We continue our series on African-American Owned Resorts.
EUREKA VILLA/VAL VERDE
“The Black Palm Springs”
(From BlackPast.org)
In 1924 a group of prominent Los Angeles African Americans, led by actor and real estate developer Sidney P. Dones and including Norman O. Houston, Joe and Charlotta Bass, Hattie S. Baldwin among others, bought 1,000 acres in Santa Clarita Valley forty miles north of the city to build a vacation resort for African Americans. These investors, who called their proposed community Eureka Villa, envisioned a resort area of cabins located on half-acre lots, free from the prejudices and restrictions of the city. The resort featured a community house, tennis courts, baseball fields, hiking trails and a nine-hole golf course. It was an immediate success with buyers from nearby states, and as far away as Chicago and Cleveland, buying lots and planning to build permanent residences. While Eureka Villa was never exclusively African American, they were the predominant owners of the restaurants, inns and stores in the area.

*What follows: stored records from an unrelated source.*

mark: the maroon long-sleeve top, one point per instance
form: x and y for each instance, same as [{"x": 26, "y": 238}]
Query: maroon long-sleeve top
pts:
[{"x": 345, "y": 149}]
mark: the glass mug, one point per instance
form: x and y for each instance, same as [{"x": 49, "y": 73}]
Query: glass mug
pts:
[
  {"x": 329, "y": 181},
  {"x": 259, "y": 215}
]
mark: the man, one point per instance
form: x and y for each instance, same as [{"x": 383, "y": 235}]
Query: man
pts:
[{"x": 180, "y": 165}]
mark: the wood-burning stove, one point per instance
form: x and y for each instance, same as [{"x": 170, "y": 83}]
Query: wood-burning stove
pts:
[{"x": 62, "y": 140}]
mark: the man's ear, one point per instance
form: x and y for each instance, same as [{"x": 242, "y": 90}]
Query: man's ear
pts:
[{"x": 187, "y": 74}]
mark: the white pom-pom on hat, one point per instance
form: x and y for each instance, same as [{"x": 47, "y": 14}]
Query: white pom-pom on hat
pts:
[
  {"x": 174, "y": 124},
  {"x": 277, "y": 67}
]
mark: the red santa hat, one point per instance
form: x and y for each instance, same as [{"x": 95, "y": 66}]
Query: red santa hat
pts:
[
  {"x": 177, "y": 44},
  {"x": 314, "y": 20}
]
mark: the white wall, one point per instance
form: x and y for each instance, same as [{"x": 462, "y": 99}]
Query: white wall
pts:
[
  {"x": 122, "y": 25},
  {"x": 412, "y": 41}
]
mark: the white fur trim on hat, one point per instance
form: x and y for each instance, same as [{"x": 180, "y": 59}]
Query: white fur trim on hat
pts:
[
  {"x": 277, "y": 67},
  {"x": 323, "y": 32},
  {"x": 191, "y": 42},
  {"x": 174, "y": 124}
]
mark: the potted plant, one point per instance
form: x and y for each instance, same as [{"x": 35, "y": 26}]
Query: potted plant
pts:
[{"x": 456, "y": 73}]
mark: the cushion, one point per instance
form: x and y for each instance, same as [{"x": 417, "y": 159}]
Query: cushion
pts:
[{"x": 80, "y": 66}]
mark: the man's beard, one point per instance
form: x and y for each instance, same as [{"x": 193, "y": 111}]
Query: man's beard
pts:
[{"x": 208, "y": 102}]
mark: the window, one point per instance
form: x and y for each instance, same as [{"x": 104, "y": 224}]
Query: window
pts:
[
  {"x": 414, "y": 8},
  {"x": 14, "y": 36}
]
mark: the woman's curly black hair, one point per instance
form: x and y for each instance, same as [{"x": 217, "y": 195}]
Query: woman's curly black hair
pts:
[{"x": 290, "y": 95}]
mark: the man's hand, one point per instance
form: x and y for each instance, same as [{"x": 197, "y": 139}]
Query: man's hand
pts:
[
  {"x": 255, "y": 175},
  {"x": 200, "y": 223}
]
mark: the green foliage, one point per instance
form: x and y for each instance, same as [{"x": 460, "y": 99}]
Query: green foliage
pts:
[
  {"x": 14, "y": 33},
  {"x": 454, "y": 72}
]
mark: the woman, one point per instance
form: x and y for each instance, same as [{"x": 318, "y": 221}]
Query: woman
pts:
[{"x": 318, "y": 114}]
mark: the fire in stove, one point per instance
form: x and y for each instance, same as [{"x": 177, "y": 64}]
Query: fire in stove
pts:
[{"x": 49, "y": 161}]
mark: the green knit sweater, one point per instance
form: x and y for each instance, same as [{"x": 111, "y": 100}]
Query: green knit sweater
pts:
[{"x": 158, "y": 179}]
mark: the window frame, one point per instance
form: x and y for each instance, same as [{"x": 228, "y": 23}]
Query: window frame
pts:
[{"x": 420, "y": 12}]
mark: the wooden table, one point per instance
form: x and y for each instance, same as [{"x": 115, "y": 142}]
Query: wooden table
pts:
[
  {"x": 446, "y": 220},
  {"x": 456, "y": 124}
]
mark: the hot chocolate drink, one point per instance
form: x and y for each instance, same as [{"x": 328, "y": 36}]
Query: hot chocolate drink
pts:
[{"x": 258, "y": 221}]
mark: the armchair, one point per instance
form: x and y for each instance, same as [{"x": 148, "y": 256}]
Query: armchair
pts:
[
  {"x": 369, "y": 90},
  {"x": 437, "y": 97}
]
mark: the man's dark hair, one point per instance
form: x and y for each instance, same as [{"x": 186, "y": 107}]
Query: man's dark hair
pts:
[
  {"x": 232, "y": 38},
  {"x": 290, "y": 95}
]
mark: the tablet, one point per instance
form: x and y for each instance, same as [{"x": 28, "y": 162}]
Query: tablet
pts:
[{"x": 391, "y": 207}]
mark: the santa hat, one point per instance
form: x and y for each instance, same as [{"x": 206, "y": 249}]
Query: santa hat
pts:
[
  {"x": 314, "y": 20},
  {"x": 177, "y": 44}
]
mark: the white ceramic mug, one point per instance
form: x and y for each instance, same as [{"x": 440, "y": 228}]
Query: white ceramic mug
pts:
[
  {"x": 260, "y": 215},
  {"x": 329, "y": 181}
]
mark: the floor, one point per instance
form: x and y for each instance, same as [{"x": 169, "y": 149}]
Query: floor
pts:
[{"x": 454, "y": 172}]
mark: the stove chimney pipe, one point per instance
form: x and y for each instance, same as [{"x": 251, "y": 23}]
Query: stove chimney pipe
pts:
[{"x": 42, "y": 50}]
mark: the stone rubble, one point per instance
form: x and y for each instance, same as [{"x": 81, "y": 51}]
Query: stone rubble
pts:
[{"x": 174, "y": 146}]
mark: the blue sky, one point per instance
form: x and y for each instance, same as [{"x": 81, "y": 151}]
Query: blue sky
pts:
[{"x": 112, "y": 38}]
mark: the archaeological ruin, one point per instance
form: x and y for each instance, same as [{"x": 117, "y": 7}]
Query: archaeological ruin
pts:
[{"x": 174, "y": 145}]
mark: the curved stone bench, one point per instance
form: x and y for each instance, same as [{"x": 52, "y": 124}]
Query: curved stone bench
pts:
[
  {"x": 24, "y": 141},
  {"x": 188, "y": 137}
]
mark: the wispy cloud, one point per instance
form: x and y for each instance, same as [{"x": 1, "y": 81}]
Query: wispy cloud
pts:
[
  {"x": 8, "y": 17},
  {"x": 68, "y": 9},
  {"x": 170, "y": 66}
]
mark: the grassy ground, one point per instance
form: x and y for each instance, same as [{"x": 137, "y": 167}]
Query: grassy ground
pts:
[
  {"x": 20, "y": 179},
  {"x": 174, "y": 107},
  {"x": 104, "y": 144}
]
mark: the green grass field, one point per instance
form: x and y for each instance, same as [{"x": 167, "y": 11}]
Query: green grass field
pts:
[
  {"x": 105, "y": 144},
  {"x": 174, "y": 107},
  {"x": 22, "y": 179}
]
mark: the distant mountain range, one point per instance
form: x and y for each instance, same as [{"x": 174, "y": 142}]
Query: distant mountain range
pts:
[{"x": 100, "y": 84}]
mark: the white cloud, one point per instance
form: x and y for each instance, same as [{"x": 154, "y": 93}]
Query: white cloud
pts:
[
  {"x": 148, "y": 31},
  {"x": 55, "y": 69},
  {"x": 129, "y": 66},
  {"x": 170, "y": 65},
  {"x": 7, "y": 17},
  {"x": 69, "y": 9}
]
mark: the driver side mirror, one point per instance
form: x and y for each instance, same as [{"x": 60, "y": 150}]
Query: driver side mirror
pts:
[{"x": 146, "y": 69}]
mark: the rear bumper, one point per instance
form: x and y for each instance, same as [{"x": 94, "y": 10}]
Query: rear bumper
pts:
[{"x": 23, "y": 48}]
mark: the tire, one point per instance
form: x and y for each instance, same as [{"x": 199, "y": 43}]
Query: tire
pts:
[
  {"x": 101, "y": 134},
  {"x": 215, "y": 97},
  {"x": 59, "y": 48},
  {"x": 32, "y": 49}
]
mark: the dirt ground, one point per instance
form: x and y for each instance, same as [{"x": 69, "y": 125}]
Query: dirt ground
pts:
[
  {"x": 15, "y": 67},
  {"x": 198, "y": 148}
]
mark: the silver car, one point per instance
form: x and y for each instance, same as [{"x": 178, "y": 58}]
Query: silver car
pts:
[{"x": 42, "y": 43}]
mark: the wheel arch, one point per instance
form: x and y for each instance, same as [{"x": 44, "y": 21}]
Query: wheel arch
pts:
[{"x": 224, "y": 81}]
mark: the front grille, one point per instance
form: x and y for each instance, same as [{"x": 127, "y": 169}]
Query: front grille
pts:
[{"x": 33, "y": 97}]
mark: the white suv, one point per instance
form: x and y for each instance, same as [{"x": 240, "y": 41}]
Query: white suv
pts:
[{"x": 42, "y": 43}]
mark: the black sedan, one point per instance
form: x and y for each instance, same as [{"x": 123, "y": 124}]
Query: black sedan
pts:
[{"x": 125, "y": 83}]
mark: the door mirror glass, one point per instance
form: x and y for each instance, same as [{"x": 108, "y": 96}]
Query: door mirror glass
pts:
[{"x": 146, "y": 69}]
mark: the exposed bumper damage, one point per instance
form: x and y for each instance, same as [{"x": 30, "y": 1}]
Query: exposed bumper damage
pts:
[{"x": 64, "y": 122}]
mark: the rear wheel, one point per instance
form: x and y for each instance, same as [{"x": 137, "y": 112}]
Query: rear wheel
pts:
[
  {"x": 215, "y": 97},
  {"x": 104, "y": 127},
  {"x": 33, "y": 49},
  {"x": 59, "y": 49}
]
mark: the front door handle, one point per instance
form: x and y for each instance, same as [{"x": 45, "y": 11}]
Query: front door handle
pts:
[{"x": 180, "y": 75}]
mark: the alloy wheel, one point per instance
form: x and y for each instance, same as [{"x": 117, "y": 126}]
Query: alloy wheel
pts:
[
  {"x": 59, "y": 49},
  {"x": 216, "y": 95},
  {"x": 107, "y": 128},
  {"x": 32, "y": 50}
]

In 1939 the residents changed the name of their resort community back to Val Verde (Spanish for Green Valley), the
original name of a nearby gold-rush boom-town. In June 1940 actress Hattie McDaniels presided over the opening of a $125,000 Olympic-sized pool complete with a bathhouse built with the assistance of the WPA. That same year a beauty contest was held for young women where “you don’t have to be beautiful in the usually accepted way, for the girls will be judged for Negroid type.”
Through the years jazz bands played at the community center, visitors rode horses through the surrounding hills, and thousands of picnickers and vacationers summered and wintered there. Bill “Bojangles” Robinson helped establish a church and James Earl Jones, Sr., raised horses on a ranch nearby. In 1947, 18,000 people, mostly African American, visited Val Verde for Labor Day. Soon afterwards it was nicknamed “The Black Palm Springs.” Val Verde flourished as a retreat until the Civil Rights era brought long-overdue access to Los Angeles’ housing, pools and beaches.